The Leot (lee-ott) [parvum pardus] also known as the miniature panther.
Scientific Name: Parvum Pardus
Common Name: Leot
Other Names: Miniature Panther
The Leot is the smallest wildcat that is part of the big cat family. The Leot weighs on average, 8 to 15 pounds. In length the Leot is 50 to 75 centimeters with an added 30 to 40 centimeters in tail length. The Leot’s fur comes in black to dark brown, and there is the albino recessive gene that occurs in approximately 5% in all Leot’s, which results in a white Leot. The fur is longer and thicker then most big cats, so to keep it warm as it has proportionally less body fat compared to other big cats. The face of the Leot has a sloped profile with large brown or hazel eyes. The rounded ears and padded paws of the Leot are proportionally large to the body and skull of the Leot.
The Leot is a solitary animal that will avoid contact with other medium to large animals.
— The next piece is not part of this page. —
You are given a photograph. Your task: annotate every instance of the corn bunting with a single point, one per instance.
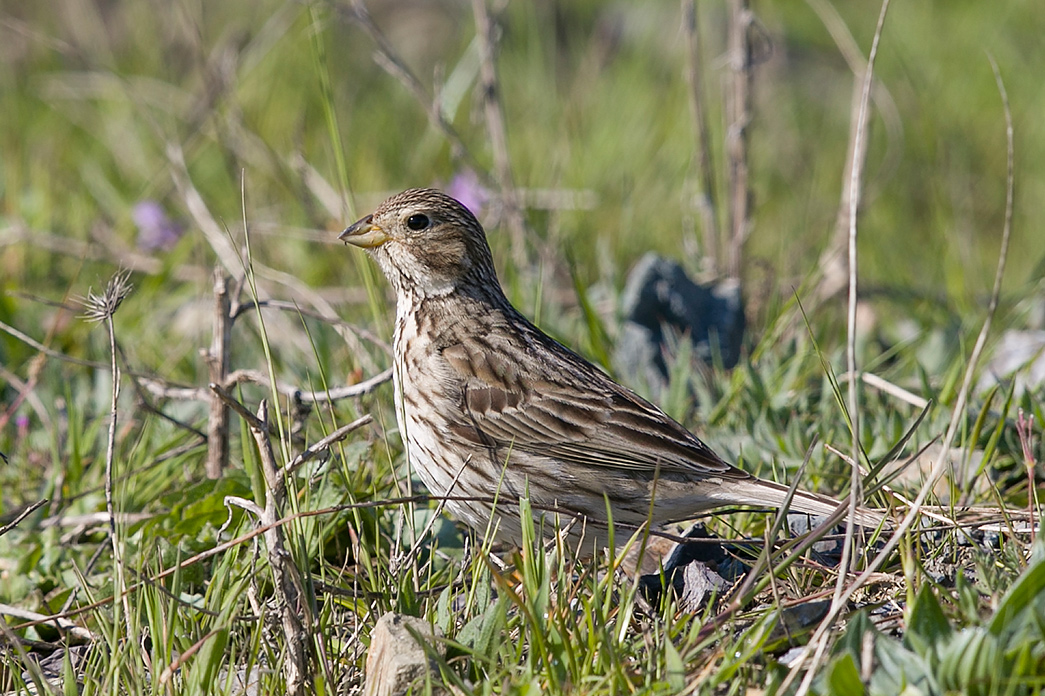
(491, 408)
The territory of a single Leot male and female can range from 1 to 6 miles. The Leot will share its territory during the mating season however, the female will return to her territory shortly after mating. The reproduction cycle lasts 3 months and the female will raise her cub until it is mature at 1 year old. The Leot’s will only mate once the female’s cub has matured. As a carnivore, the Leot has a nondiscrimination taste for small rodents, insects, and will also scavenge.
Since the Leot is a solitary animal and reproduces once a year, the distribution this animal is getting smaller. There are only 40 to 50 known Leot’s left in the wild. The destruction of their habitat, along with hunting them for their fur, has made the Leot a highly endangered animal.